Operating Systems 2017F Lecture 13: Difference between revisions

Video

Video from the lecture given on October 19, 2017 is now available.

Code

Files from the lecture are available.

Note

Questions:

Mutex and semaphore?

Mutex is a binary semaphore, it is a semaphore that take a value that is zero or one, a classic semaphore can count.

Mutex stands for ‘mutual exclusion’: I am exclusive access, no one else does.

More general semaphore is used when you need to keep track of numbers.

Most classic semaphore: read write semaphore. which will be seen in the kernel. The idea is multiple reader and only one writer.

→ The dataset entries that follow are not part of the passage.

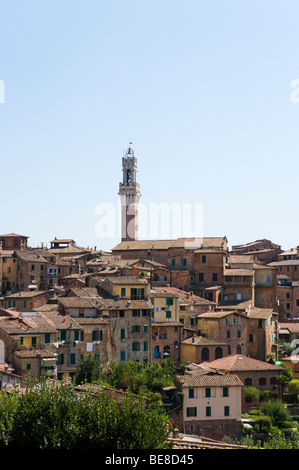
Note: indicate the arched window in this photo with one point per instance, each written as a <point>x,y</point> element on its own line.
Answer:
<point>218,353</point>
<point>205,354</point>
<point>166,352</point>
<point>156,352</point>
<point>2,354</point>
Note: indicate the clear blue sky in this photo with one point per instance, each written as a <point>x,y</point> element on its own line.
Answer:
<point>201,88</point>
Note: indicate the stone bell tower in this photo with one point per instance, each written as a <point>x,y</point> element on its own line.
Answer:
<point>129,192</point>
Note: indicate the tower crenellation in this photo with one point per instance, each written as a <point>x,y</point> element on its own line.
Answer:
<point>129,192</point>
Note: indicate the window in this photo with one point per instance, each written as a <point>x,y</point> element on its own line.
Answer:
<point>47,338</point>
<point>191,411</point>
<point>136,329</point>
<point>136,313</point>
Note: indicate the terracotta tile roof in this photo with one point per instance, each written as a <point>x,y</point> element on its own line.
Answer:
<point>293,327</point>
<point>13,235</point>
<point>185,298</point>
<point>37,322</point>
<point>31,256</point>
<point>86,292</point>
<point>239,363</point>
<point>209,380</point>
<point>238,272</point>
<point>256,312</point>
<point>203,341</point>
<point>101,303</point>
<point>192,442</point>
<point>219,314</point>
<point>126,280</point>
<point>26,294</point>
<point>166,244</point>
<point>23,353</point>
<point>167,323</point>
<point>286,262</point>
<point>92,321</point>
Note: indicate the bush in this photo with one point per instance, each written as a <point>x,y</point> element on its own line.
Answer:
<point>54,416</point>
<point>276,411</point>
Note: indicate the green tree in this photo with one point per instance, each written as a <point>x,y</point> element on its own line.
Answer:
<point>55,416</point>
<point>90,371</point>
<point>276,411</point>
<point>251,393</point>
<point>284,378</point>
<point>293,387</point>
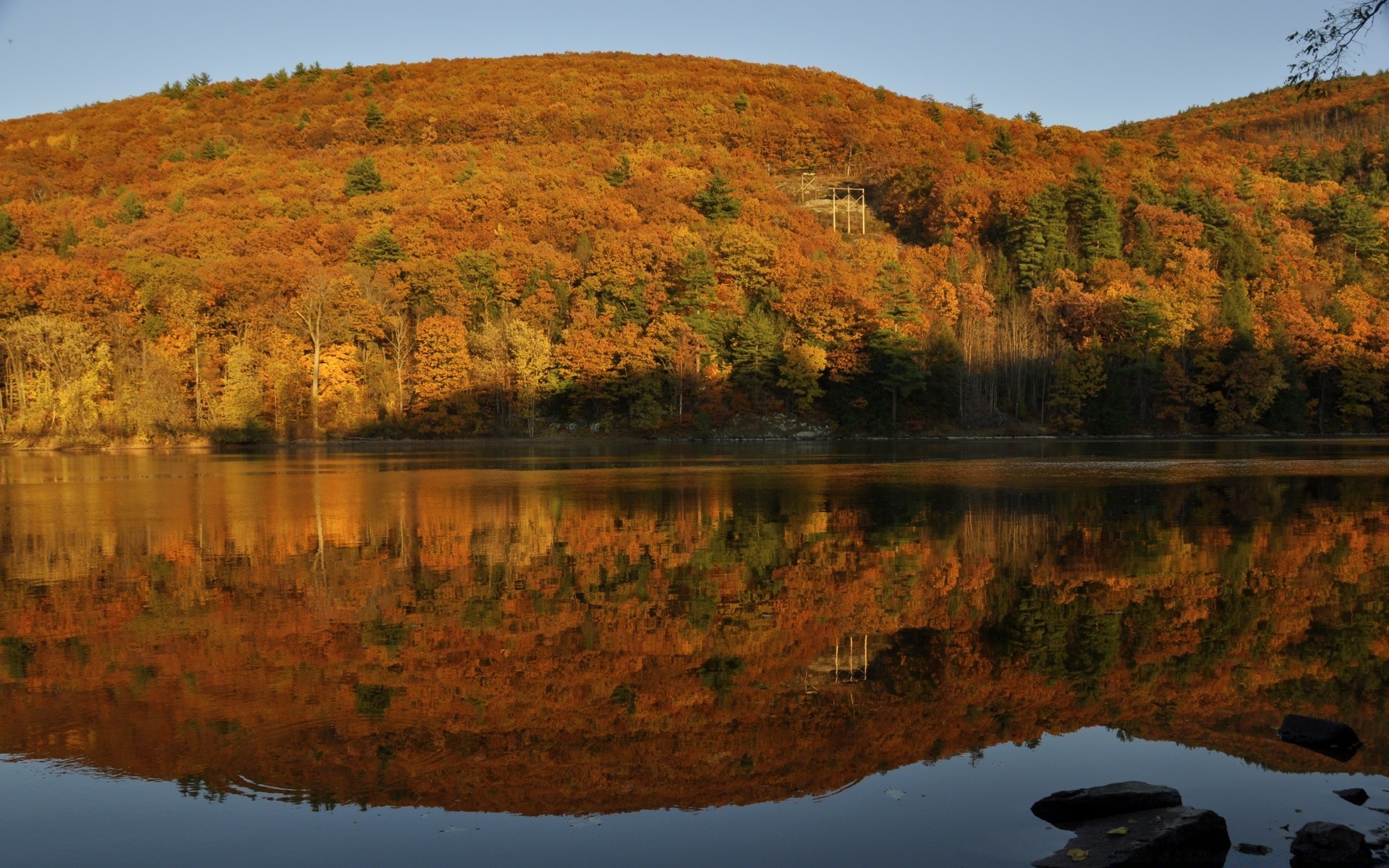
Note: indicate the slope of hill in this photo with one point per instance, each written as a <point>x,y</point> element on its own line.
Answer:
<point>619,243</point>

Most of the time we use mutex.

dinner philosopher problem

Wiki page: https://en.wikipedia.org/wiki/Dining_philosophers_problem

You have five philosophers sitting around the table, these philosophers will talk, and they will talk so much, they don’t really want to focus on eating. And for some reason there is not enough of forks at the table. There is one fork at every position between the plates. In order to eat anything, you need two forks.(Maybe better to think about using chopsticks instead of forks). There are five people there and only five forks.

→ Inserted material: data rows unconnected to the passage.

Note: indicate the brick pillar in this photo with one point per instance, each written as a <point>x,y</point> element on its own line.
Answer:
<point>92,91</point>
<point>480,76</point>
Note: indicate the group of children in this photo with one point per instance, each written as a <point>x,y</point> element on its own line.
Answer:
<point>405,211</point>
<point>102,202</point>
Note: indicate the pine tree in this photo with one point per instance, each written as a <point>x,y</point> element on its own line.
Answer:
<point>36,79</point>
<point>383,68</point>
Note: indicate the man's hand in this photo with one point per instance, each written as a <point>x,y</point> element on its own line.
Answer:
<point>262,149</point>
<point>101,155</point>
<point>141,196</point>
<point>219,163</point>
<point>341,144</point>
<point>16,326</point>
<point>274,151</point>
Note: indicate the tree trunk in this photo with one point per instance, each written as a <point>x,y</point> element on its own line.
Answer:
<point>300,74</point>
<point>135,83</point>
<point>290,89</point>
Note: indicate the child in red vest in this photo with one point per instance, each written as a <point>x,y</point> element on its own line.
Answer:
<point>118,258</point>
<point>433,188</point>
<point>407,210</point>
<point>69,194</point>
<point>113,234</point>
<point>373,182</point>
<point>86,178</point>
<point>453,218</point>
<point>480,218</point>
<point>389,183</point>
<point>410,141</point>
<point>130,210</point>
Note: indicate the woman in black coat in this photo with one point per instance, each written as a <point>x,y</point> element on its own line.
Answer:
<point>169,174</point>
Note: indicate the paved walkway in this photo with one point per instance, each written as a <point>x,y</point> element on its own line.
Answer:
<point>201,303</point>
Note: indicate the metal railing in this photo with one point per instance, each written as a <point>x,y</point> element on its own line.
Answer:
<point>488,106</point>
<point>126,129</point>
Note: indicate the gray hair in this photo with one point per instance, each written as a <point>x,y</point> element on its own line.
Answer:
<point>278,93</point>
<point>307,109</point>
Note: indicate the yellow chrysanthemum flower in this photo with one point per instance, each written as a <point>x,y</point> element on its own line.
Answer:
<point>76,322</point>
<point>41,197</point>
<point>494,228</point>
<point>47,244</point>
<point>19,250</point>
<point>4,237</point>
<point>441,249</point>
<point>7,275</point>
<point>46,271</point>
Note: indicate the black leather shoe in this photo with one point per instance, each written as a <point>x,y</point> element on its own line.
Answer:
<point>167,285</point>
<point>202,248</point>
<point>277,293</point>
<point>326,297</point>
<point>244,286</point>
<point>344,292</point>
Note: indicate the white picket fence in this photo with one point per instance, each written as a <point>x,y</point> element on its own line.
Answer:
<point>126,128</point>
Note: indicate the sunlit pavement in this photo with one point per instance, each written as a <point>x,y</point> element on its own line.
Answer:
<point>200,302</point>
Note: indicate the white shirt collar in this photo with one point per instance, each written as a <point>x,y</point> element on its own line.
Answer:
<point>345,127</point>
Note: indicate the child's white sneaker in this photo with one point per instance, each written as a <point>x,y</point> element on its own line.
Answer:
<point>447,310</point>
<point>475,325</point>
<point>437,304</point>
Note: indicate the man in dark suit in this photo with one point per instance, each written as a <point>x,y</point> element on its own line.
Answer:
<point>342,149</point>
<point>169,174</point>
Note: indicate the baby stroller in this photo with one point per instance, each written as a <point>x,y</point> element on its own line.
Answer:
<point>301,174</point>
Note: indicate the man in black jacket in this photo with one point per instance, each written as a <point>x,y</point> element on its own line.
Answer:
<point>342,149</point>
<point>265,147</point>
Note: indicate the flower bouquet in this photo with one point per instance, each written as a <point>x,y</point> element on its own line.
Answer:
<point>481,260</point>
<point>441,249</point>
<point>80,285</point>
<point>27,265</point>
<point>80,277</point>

Important notes, 3000 Lecture 13 //can be represented with chopsticks which makes more sense. Illustration of the dining philosophers problems: an example the professor represented, in which philosophers need 2 forks to have dinner but they only have 1 so they will share at random timing but will end up in a mess and an error . This error illustrates deadlock. We can have them to have a delay then pick it up but then they will never eat, we can also have them to do that at randomization which will work but then end up in an error which I explained earlier. Code used in class is tutorial 4 code and the professor is modifying it to explain. Shared state: when they get both of locks (2 chopsticks) they get a message. Modify the code. The message will state “eat it” in the code. In the code presented in class: 5 philosopher and 5 chopsticks. Initilized each semaphore, each Copstick has a lock. Create a processes for each philosopher by forking each one and each will have an ID. Exit the for loop so each child will continue to fork Wait time : they are concurrent , the real time is 1 sec. Philosophers are running concurrently

 Dead lock: the computation cant proceed any further, since the concurrent processes can’t access the other resources. Enough resources you never have to share, deadlock won’t happen. But if you have shared sources you may occur with a deadlock. > Release the locks: ( put a chopstick down) using post in the code Does is matter which one will be released first?  Running the code: someone only has one chopstick and someone did not get it. The code got stuck o How so we solve this? :  Man Sem_wait() to see if it is available to solve this problem. Put sem_wait() and sem_trywait() to check out the problem.  Create a new function called get chopstick , and it failed so thr prof added a sleep()  There is no chopstick 5 = have a bug, #1 failed and no one else is eating except #1. They tried to eat 50 times  No deadlock since we have enough sources, since they exit.  If one exits there is enough chopsticks  The prof tried while (1) which is an infinite loop.  Our code never locks, no dead lock now. Why is that? Nvm some of them are deadlocked such as 4.  Why don’t we access the CHPstick in a fixed order? (Ask what he means) • Which one do we get first?  Solution : If you get 1 only and not 2, you must let go of it and then try to get both.  Release in the opposite order you acquire them  Practice on semaphores, and creating processes  After the midterm : kernel hacking  Linux cross reference : source code into file system (fs) data_sem and others are semaphores  Have to enforce mutual exclusion and that why we use semaphores down = lock, up = release.  Have to release the semaphores so someone accesses the inode To ask : Why is there more chopsticks than philosophers

• Senario 1: they all pick the left one at the same time, they all now have one fork.- can any of them eat? no, they suppose to use two forks to eat.
• Senario 2: Immediately put a fork down, wait for five seconds, and pick a fork. (have a delay, and pick it up) -they will never eat, because they always get one fork.
• Senario 3: randomize it? When they get one fork and couldn’t get the other one, they put it back down, wait a random amount of time and get the next one. -Yes this will work on average, except sometime randomly they will pick up a fork at the same time and starve to death. (unless you have a timeout)

This illustrate the concept of deadlock: you get to the point where the computation cannot proceed any further. Because the concurrence processes cannot get all the resource. Some of them can access the resources and some of them do not have the resources, so everyone stuck.

Wiki page: https://en.wikipedia.org/wiki/Deadlock

When your computer logs up, a lot of time it is because of the deadlock. Something get locked and never get unlocked at the driver.

One way to avoid deadlock: if you have enough resources you never have to share, deadlock never happen. If you have shared resources, you can’t have deadlock.

After the midterm we will do more kernel hacking.